At any rate, I was feeling antisocial that evening and decided to go find some dinner for myself at the quietest restuarant I could locate... found an indian joint that looked well abandoned and decided it was the ticket.. but after sitting down, ordering my
meal and reading my book while consuming an Angkor beer (which is shite, in fact I dont like any of the beers in south east Asia.. god I miss dark beer!) a mad kenyan woman sat at my table and just started talking to me... other then her name being Anna I
really didn't understand much of what she was saying.. apparently she was married, but was seeing a friend of a friend who she'd told everything yet never met and that africans open there hearts to other africans yet white people are always suspicious (at this
point I mumbled "and with good reason you mad wench" but she continued merrily on with her monologue) and eventually moved onto talking about someone named Lee Vuthy who she thought worked for the Cambodian daily. It was all complete nonsense and
once my meal was finished I escaped. Incidentally the Cambodian daily seems to be the only English language paper here... and it has a great couple of pages called the 'police blotter' which lists all the major crimes for the last few days... talk about depressing, but I digress.
Off to Siem Reap
The next day I checked out and grabbed the bus up to Siem Reap... this was a thrilling trip, especially the stop in a town I think was called Stung sen, where there were so many street kids begging for food ... it really does your head in when your eating a packet of chips and kids are pulling at your shirt to have some, I cant even equate this to the greed exuded by most of the older street kids here (who only ever want cash) - it really does suck, and the local Cambodian adults are largely desensitized to it - in fact I guess they would have to be - but it does my head in.

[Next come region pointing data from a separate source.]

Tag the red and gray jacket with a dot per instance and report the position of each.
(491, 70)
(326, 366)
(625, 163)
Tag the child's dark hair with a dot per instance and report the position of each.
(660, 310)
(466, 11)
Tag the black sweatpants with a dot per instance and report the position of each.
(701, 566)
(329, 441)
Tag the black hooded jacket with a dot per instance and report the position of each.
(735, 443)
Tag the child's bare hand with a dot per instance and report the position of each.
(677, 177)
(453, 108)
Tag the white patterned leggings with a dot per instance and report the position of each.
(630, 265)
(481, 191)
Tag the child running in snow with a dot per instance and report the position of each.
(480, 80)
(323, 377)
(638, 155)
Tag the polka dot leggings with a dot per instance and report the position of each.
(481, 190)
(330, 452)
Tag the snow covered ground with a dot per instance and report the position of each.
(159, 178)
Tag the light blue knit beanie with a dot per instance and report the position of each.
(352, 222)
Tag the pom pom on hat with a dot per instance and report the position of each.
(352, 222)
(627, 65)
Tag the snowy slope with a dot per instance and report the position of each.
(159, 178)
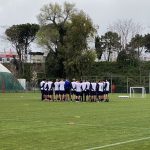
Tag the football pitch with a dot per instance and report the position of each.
(26, 123)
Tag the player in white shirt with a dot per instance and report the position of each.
(50, 90)
(78, 91)
(106, 90)
(100, 91)
(62, 90)
(56, 89)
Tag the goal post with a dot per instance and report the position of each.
(137, 92)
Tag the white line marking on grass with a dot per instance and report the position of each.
(119, 143)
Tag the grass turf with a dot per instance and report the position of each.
(26, 123)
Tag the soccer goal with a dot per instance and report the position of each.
(137, 92)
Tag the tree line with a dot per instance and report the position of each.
(67, 34)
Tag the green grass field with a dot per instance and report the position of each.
(26, 123)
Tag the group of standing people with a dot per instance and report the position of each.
(75, 90)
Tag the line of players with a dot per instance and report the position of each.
(76, 90)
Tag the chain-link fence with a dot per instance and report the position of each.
(122, 84)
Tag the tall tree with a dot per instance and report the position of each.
(21, 36)
(147, 42)
(108, 43)
(64, 33)
(137, 44)
(126, 29)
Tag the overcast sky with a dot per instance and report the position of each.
(102, 12)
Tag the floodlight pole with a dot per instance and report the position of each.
(149, 82)
(127, 85)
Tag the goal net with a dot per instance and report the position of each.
(137, 92)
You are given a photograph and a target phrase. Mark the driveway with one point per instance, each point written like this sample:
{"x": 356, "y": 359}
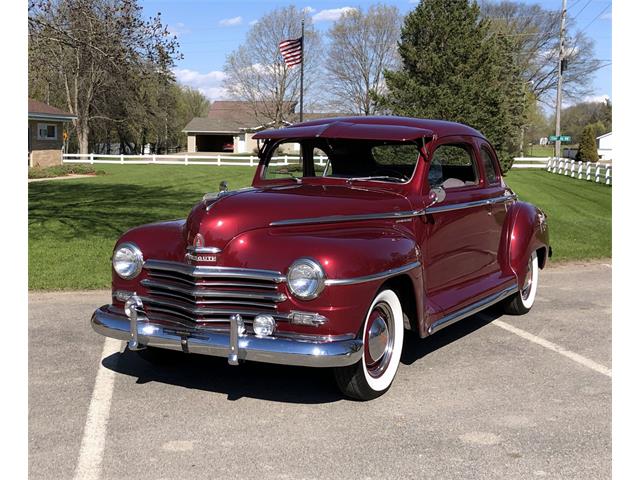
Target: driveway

At any rate, I met a girl named "sky" from the states who suggested a guesthouse to stay at (the garden village) - which is reasonably central and stocked with loads of boys, like every other guesthouse, who just wander around like they're A.D.D - fiddling and fidgeting, because other then the little bit of driving work they do, they have absoloutely zero stimulus. Personally though I find most of the boys to be generally dishonest, full of shit (sob stories that don't line up with everyone elses sob stories) and greedy (average income is $20 US a month here, yet I would estimate that most of these boys earn that in a week or so) ... some people discribe tourism in Cambodia as a gold rush, and I think that's quite accurate - things will no doubt change over time, but at the moment it definitely seems a bit cheeky and ruthless.

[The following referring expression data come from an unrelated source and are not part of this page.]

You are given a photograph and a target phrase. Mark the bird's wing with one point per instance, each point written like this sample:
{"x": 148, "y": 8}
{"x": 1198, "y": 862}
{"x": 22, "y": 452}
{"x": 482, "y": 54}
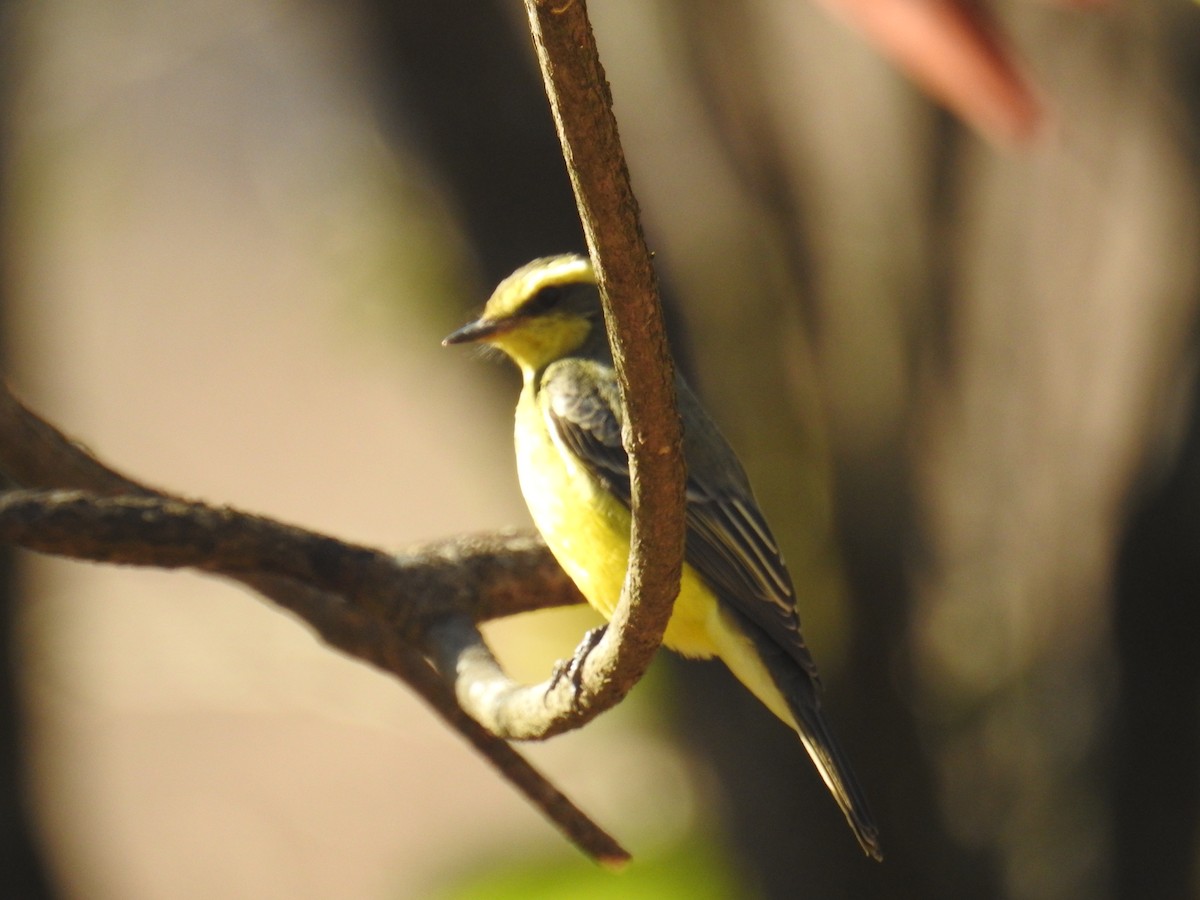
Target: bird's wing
{"x": 729, "y": 543}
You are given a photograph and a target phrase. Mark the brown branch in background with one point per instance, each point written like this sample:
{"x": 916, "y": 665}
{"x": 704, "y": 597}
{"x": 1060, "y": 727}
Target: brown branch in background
{"x": 582, "y": 108}
{"x": 395, "y": 612}
{"x": 371, "y": 605}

So I grabbed one of the boys, "we", as a driver for Angkor wat and headed out to catch sun down from the hill... which was good, met a couple up there I'd hung out with in Savanaket in Laos, so that was amusing.. exchanged stories etc. That night I had dinner at the Dead fish tower, which did a really nice thai meal (the restaurant has free live music and crocodiles.. *shrug*).. very tastey - and then headed to bed because I had to get up early (5am!) to catch the sun rise at Angkor wat.
Throwing up on Angkor temples
So I got up that morning (the 14th) and was feeling a bit dodgy... nothing out of the ordinary... and then headed out to Angkor Wat, got some nice pictures... felt a bit more dodgy... had some breakfast... complete loss of appetite... felt even more dodgy... had some water... and then had waves of Nausea and eventually threw up in the middle of the Bayon temples... thankfully nobody saw me do it, as it really does seem a little
disrespectful.. not to mention gross... And after that it was all down hill, I started overheating, couldn't keep water down and so around mid day I decided it was a bust and got my driver to head back to the guest house...
On the way back I stopped off at the chemist and got some electrolytes to help with dehydration, and some antibitoics (Ciprofloxacin, well Neocip-500 which appears to be the same thing) which seems to be doing the trick as I feel a lot better today... hopefully tomorrow everything will be back on form and I can continue my exploration of the Angkor wat temples.. on the down side, it means buying another $20 US ticket :(
Right, time for some lunch - hopefully I can keep it down!